Tackling social housing stereotypes in the media

A Riverside tenant has played a key role in a campaign to tackle social housing stereotypes in the media, and to encourage fair reporting in the news.

Sally Trueman has taken part in the Benefit to Society campaign and a media guide, called Fair Press for Tenants, has been put together in collaboration with the National Union of Journalists.

The guide is aimed at journalists, documentary makers and PR professionals to encourage them to cover stories about people living in social housing in a fair and accurate manner.

Riverside is one of 17 housing associations sponsoring the campaign.

Sally Trueman, who is a Riverside Board member, is involved in the Benefit to Society campaign.
Sally Trueman


“I’m really pleased to be involved in the Benefit to Society campaign. I think it’s time for us to stand up and change the perception of people living in social housing, and how we are portrayed in the media. We need to dispel that myth because there’s a rich mix of people from different backgrounds and social classes who live in social housing,” explained Sally who has been a Riverside customer for seven years.
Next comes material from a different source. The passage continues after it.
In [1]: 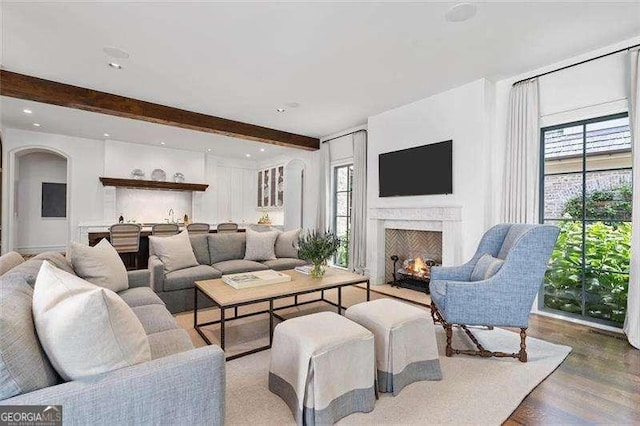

She added: “I moved to Newcastle 18 years ago and was married, had cars and a house – what society depicts as a ‘normal’. But through no fault of my own my life changed direction.

“It’s not just young people and students that rent properties – it’s all ages! A lot of people don’t want to own their own home, but prefer to rent because they don’t want the responsibility or the cost of doing repairs. There’s also less job security these days, so the fear of losing your job and unable to pay the mortgage is a massive stress to bear.

“It’s much easier and less hassle to pay rent and get the repairs done by a social housing provider. We need to show that there’s nothing wrong in choosing to rent.”

Sally volunteers for a number of charities, is a member of the Riverside Group Board and the Riverside North Tenants and Residents Federation Executive. She’s also been a youth leader and helped in activity programmes and summer camps for 11-18 year olds.

“There’s a wealth of knowledge and experience that tenants have, and we do all sorts of jobs including professional roles. I worked as a teacher but gave it up due to ill health and now I do volunteering work.

“Volunteering is a fulfilling role and it’s giving something back to society. Volunteers are a valuable resource because without them, a lot of charitable organisations would collapse and events wouldn’t be able to take place. Volunteers give their time for free and undergo training to carry out the role effectively.”